Built To Be An Ideal Listener, This AI Still Made The Same Mistakes As Human Ears

Party,People,Communication,Talking,Happiness,Concept

Credit: Rawpixel.com on Shutterstock

Science Has A New Explanation For Why You Mishear People In A Crowd

In A Nutshell

MIT researchers built an AI model to solve the “cocktail party problem” of following one voice in a crowd: and it behaved almost exactly like a human listener, including the mistakes.
Both humans and the AI struggled most when two voices were similar in pitch and vocal quality, pointing to confusion errors that may sometimes be unavoidable rather than signs of poor attention.
The AI independently replicated known human listening patterns (like doing better with opposite-sex or foreign-language distractors) without ever being told to.
The findings have practical implications for hearing aid and cochlear implant research, offering a new tool for predicting how people struggle with speech in noise.

At a crowded party, straining to follow one conversation while someone else talks nearby, the voice you were tracking suddenly seems to swap with the wrong one.

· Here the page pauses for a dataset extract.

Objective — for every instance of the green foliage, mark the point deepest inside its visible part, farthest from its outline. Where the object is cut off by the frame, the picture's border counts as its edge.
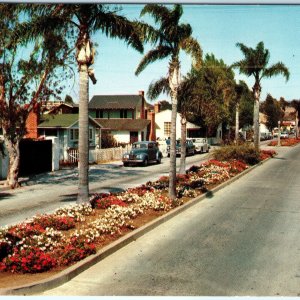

For a moment, you report words the other person said. Most people chalk it up to distraction or tired ears. A new MIT study has a more unsettling explanation. That slip may at times be unavoidable, a built-in consequence of how human voices overlap. And an AI built to solve the same listening challenge made the exact same mistakes.

Researchers at the Massachusetts Institute of Technology built an artificial intelligence model to tackle what scientists call the “cocktail party problem:” understanding one speaker when several are competing for your attention at once. Rather than programming it to copy human behavior, they optimized it purely for the task and let it find whatever solution worked best on its own. What came back was a system that not only matched human listening performance across dozens of realistic listening conditions but showed strikingly similar errors, triggered in the same situations and at comparable rates.

Published in the journal Nature Human Behaviour, the results carry an uncomfortable suggestion: some of the moments when human attention breaks down may reflect an efficient solution to a difficult problem, not just a flaw.

Both the brain and the model work through the same basic strategy. When a listener hears a brief sample of a target voice, the brain builds a mental template of that voice’s characteristics, its pitch, its tone, its location in space, then uses that template to amplify matching features in the noisy mix. Neuroscientists had long suspected as much, but it had not previously been demonstrated in a model that could match human behavior across real-world conditions.

How Selective Listening Goes Wrong

To build the model, the MIT team trained it on nearly four million audio examples, each one presenting a short clip of a target voice, then a two-second mix of that voice layered with distractors, and asking it to identify the middle word spoken by the target. Training sounds were placed in simulated rooms with realistic echoes, covering a broad range of real-world conditions.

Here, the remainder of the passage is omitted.